Silver crystallizes with f.c.c. unit cell. Each side of the unit cell has a length of 409 pm. What is the radius of Ag atom? ?

To determine the radius of a silver (Ag) atom when it crystallizes in a face-centered cubic (f.c.c.) structure, we can use the relationship between the unit cell dimensions and the atomic radius. In an f.c.c. lattice, atoms are located at each corner of the cube and at the centers of each face. This arrangement leads to a specific geometric relationship that we can leverage.

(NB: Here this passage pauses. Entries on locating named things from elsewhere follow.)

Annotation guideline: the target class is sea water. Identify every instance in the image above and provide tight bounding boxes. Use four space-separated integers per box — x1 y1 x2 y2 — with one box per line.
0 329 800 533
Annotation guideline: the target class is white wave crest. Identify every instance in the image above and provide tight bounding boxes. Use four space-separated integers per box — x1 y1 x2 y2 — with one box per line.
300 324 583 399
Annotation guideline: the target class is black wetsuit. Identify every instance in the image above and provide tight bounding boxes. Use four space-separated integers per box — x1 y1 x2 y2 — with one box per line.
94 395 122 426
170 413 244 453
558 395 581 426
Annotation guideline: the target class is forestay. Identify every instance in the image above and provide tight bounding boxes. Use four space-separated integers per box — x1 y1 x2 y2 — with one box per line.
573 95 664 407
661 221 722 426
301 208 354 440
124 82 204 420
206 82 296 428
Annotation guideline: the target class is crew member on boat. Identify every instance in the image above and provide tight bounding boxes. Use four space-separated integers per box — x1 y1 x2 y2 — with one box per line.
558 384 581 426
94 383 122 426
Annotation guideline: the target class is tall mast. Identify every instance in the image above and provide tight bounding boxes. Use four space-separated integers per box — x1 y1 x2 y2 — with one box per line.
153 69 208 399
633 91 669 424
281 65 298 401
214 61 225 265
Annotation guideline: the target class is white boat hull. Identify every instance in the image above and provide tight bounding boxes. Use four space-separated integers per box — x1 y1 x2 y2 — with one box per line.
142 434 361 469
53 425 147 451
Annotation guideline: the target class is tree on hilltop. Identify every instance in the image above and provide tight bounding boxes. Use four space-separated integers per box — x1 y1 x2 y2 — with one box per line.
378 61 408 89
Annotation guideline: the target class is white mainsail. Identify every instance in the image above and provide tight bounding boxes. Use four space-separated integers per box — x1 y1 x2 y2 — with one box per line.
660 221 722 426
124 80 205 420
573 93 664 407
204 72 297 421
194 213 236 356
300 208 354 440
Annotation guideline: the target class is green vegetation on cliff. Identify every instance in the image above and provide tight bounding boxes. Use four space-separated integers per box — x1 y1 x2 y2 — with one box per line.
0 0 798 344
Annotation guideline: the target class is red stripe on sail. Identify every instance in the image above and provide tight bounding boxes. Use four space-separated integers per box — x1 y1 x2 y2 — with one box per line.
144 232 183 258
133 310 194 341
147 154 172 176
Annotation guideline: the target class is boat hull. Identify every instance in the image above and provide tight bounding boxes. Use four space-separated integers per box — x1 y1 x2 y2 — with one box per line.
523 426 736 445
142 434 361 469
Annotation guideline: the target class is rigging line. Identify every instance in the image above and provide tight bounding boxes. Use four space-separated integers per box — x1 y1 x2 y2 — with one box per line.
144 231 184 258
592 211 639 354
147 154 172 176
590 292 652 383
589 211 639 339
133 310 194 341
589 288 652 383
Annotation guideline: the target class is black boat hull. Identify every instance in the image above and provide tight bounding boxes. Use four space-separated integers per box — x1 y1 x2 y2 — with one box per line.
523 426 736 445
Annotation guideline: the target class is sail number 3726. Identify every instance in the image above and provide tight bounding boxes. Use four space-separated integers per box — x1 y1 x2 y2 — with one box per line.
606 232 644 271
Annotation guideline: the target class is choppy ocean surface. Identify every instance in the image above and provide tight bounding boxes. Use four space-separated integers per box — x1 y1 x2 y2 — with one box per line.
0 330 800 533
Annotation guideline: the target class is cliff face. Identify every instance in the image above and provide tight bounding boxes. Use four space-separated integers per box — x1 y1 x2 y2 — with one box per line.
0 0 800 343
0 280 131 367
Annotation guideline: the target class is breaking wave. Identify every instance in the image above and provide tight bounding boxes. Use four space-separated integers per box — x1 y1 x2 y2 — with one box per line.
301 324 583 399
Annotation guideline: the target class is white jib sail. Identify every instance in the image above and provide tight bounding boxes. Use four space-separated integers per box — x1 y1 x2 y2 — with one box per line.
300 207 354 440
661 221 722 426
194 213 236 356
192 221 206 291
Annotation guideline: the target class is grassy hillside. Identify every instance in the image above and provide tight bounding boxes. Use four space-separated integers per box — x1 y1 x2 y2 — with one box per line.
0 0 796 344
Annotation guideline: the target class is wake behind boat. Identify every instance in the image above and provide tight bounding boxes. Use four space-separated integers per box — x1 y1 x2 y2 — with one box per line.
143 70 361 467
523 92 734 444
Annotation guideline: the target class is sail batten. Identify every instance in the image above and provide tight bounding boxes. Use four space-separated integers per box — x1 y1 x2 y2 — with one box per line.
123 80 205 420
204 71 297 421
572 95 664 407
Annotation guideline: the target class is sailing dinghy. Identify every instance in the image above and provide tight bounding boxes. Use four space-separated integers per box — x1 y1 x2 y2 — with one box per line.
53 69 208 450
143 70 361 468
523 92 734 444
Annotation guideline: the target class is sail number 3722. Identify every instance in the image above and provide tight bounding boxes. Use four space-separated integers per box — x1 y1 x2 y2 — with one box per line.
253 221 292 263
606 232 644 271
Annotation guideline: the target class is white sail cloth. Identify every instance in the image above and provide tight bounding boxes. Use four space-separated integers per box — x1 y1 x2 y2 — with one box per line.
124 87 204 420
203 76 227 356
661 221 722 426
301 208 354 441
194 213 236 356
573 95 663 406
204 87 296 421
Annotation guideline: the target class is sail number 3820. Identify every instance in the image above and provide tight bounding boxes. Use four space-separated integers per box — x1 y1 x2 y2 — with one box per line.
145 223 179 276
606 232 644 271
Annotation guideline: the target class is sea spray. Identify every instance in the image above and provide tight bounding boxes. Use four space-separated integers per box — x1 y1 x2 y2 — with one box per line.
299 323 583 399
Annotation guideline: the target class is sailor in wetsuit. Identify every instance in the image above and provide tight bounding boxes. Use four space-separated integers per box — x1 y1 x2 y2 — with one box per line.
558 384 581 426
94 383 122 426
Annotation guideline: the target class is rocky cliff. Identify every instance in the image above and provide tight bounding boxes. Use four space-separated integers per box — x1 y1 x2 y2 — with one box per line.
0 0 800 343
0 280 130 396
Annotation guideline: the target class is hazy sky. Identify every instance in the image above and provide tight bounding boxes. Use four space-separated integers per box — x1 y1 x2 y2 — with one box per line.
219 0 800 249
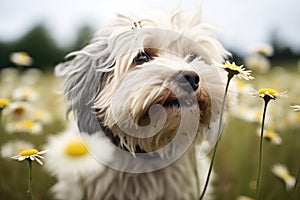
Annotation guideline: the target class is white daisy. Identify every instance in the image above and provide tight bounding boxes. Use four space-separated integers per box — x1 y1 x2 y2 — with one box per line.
251 43 274 56
11 149 47 165
219 61 254 80
45 123 111 179
1 140 34 158
10 52 33 66
271 164 296 190
250 88 287 100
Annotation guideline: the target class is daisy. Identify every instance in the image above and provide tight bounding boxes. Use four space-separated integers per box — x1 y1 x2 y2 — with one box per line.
290 105 300 112
250 88 287 100
251 43 274 56
257 129 282 145
11 149 47 165
45 123 111 179
271 164 296 190
219 61 254 80
10 52 33 66
0 98 9 110
1 140 33 158
250 88 287 199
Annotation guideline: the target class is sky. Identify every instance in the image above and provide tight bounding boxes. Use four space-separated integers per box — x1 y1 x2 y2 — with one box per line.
0 0 300 54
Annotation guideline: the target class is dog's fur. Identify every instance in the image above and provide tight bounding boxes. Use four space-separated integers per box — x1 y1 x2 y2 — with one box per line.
56 8 228 200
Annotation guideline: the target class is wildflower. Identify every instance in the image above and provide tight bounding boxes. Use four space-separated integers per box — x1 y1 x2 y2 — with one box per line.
290 105 300 112
257 129 282 145
199 61 254 200
0 98 9 110
1 140 33 158
250 88 287 100
271 164 296 190
252 43 274 56
11 149 46 165
220 61 254 80
11 146 46 200
10 52 33 66
45 126 110 178
251 88 286 199
12 87 39 102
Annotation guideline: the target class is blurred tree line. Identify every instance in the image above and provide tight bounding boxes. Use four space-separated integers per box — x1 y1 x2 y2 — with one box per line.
0 24 300 70
0 24 94 70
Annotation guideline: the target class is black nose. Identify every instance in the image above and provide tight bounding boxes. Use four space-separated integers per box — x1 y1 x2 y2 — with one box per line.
177 71 200 91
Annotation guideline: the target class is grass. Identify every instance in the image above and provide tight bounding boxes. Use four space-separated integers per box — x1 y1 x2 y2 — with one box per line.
0 64 300 200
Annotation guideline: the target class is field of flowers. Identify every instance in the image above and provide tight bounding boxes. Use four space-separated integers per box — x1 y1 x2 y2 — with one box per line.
0 50 300 200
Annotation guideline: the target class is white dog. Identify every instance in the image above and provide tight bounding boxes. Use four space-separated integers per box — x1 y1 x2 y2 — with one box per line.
56 8 229 200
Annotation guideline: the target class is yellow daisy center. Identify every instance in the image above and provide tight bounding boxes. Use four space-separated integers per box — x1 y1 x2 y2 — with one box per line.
23 120 34 129
224 62 240 69
65 141 88 157
258 88 278 95
0 98 9 107
20 149 39 156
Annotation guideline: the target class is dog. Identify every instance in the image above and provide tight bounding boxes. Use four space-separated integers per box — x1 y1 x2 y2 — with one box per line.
55 10 229 200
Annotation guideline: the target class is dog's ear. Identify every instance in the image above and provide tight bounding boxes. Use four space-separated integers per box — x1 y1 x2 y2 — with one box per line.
55 34 114 134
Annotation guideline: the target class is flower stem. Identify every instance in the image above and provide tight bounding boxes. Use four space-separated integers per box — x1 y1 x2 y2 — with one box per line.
27 158 34 200
199 73 234 200
0 108 3 188
290 166 300 200
255 98 270 200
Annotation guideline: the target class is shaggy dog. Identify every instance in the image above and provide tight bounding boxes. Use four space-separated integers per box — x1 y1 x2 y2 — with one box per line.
56 8 228 200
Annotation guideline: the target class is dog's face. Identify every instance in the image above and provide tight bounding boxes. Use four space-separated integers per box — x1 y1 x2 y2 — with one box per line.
56 12 227 158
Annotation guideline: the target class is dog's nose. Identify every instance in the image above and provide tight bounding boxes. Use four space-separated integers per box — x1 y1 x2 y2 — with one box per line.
177 71 200 91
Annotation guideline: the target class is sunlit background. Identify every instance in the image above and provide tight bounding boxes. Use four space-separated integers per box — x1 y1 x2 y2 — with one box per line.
0 0 300 200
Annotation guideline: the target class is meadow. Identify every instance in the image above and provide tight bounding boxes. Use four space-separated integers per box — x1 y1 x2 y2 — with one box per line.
0 55 300 200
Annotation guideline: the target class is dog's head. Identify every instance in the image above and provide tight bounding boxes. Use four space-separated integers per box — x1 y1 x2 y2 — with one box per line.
56 11 228 158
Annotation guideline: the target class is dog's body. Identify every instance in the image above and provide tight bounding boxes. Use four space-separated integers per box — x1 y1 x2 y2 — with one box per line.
56 11 228 200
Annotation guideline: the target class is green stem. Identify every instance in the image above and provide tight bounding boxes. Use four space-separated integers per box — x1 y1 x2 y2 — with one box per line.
27 158 34 200
255 98 270 200
290 167 300 200
199 74 234 200
0 108 3 191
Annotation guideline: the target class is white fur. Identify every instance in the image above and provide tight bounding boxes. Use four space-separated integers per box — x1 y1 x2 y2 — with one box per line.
55 8 228 200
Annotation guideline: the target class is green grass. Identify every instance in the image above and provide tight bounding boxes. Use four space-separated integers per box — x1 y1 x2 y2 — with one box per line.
0 65 300 200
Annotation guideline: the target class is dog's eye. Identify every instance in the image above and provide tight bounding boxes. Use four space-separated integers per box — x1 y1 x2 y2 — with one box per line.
186 53 198 62
133 52 151 65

Understanding the f.c.c. Structure

In a face-centered cubic unit cell, the atoms touch each other along the face diagonal. The face diagonal can be expressed in terms of the unit cell edge length (a) and the atomic radius (r). The formula for the face diagonal (d) in terms of the edge length is:

• d = √2 * a

Since the face diagonal also equals four times the atomic radius (because there are two atomic radii from each of the two atoms at the ends of the diagonal), we can set up the equation:

• d = 4r

Calculating the Atomic Radius

Now, we can combine these two relationships. First, we substitute the expression for the face diagonal into the equation:

• √2 * a = 4r

Next, we can solve for the atomic radius (r):

• r = (√2 * a) / 4

Given that the edge length (a) of the silver unit cell is 409 pm (picometers), we can plug this value into our equation:

• r = (√2 * 409 pm) / 4

Performing the Calculation

Now, let's calculate the radius step by step:

• First, calculate √2, which is approximately 1.414.
• Next, multiply this by 409 pm:
• 1.414 * 409 pm ≈ 578.5 pm.
• Now, divide this result by 4:
• r ≈ 578.5 pm / 4 ≈ 144.625 pm.

Final Result

Thus, the radius of a silver atom in a face-centered cubic structure is approximately 144.6 pm. This value is consistent with the known atomic radius of silver, which is around 144 pm, confirming the accuracy of our calculations.